3 Things Leaders Should Do To Handle Failure Better
I’m on a blogging sabbatical to write my upcoming book. If you’d like to join my launch team, comment below. This is a guest post by Bobby Benavides. He has served in youth ministry for over 15 years. He currently is a Christian Education Director in Elkins, WV and served as a Youth Development Specialist for WorldVIsion-Appalachia. He is passionate about seeing people come to discover their God-given potential and purpose. He is a writer, public speaker, and book enthusiast. You can follow his blog at www.bobbybenavides.blogspot.com.
Being a leader is hard. In order to move forward in this post, we need to acknowledge this fact. A leader is someone who has been placed in a position to guide, cast vision, motivate, encourage, discipline, and much more, which is a hard position to maintain.
According to the Bible, a leader is called to live to a higher standard. We find in the third chapter of 1 Timothy these words from Paul: “Here is a trustworthy saying: Whoever aspires to be an overseer desires a noble task…” (v.2; NIV)
Even Paul recognized that being in a role of leadership or oversight is a noble task. A hard role that is held at a high level, that anyone who chooses to take it on, must recognize the weight of their decision.
When you take on the “noble task” of leadership everyone is watching you! You are the one who steps up to the microphone to give the team speech; you are the one they call upon to address the company for inspiration, motivation, and empowerment for the future; you are the one they place at the head of the table; and you are the one they expect to lead without blemish.
You are on the pedestal!
So, what happens when you fall off? What happens when the F-Word comes into the picture? That’s right, FAILURE! I feel like I need to wash my mouth out with soap just saying it, but failure is real.
We will all fail at something. It’s hard enough as it is, but as a leader it can be devastating, not only to the team, but to us and our morale moving forward in our mission. Self-doubt creeps in and we question our ability to fulfill our role. What can we do to hold off those evil feelings of worthlessness, pity, hopelessness, and/or defeat?
Here is a list of three things I believe, that as leaders, if we were to implement them into our work at any level, our failure will not be as devastating as it could be without them:
1) BE HONEST FROM THE BEGINNING: The temptation for any leader is to come in to their role and buy into the false hope and expectations held by their team. You may have been called to be in the position or promoted into the seat, but you cannot be the only person expected to make the business, church, organization succeed. You also cannot be the savior. The responsibility you hold is to move the company forward with innovative ideas and concepts, to empower your people to do their jobs, and maneuver your organization to be in the best possible place. Set reasonable expectations on yourself and allow your “followers” to be a part of establishing those expectations. Do not allow yourself to fall into the hype machine and build your ego up. That is a recipe for disaster and sets you up for falling hard.

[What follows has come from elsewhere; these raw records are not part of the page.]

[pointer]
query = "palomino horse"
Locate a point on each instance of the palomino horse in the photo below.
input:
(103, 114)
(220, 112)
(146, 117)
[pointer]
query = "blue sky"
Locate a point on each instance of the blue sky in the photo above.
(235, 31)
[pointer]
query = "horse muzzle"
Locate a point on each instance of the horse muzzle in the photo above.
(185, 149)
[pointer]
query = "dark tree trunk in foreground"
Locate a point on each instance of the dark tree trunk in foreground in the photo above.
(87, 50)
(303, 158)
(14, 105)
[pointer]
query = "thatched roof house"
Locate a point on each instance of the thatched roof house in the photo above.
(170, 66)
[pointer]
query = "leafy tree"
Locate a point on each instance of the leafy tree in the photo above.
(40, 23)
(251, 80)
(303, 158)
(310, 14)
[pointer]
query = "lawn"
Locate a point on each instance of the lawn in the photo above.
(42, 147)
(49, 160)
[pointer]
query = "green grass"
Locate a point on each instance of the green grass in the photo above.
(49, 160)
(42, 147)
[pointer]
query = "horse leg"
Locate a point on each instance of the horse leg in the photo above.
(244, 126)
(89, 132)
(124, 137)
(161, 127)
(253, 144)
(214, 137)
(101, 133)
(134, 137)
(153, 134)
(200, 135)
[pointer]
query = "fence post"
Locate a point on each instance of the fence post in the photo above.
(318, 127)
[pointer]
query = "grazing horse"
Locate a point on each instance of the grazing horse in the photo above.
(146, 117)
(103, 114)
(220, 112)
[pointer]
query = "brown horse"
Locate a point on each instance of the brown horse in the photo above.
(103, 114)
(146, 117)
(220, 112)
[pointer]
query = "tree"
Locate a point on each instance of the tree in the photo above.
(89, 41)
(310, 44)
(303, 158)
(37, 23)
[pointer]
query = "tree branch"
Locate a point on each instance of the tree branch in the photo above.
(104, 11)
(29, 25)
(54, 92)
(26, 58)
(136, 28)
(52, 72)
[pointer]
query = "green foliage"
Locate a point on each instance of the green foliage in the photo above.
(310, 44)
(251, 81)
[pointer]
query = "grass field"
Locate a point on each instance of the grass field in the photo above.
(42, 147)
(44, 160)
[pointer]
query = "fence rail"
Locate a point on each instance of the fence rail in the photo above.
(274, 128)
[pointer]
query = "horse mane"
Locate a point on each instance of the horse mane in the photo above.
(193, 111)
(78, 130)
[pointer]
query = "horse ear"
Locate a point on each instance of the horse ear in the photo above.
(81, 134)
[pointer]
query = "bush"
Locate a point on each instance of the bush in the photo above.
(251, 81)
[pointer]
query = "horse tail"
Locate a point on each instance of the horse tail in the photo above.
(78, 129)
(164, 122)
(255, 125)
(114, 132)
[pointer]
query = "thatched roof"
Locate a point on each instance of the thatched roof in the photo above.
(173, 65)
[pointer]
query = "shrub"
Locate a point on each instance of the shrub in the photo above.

2) PRACTICE HUMILITY: You may be successful, but you can only be successful because your team does their job too! Acknowledge their successes before pointing to yours. The hard part about humility is found when failure occurs. Allow yourself to be the first in line for blame. Your team does their work, but you are responsible for the overall completion of the task at hand. Do not throw anyone “under the bus” and expect to hold on to your team’s trust. It will not happen. They will respect you more when you are willing to acknowledge your responsibility and still maintain an attitude of praise for their hard-work.
3) MAINTAIN A HEALTHY SELF-PERCEPTION: You are not defined by your position. The world will tell you otherwise. You have been given gifts that have allowed you to be in the position you are in, but that is not the end of who you are created to be. You are not the first leader to fail and will not be the last. Trust that you can do better moving forward. If you maintain a healthy view of who you are, then failure will not sting as bad as it could have.
Failure is inevitable for everyone, but the way we react to failure is what sets us apart as leaders. Trust in yourself; believe in whom you are; and lead humbly; prepared to handle what comes your way; not only for the sake of your team, but for you as well.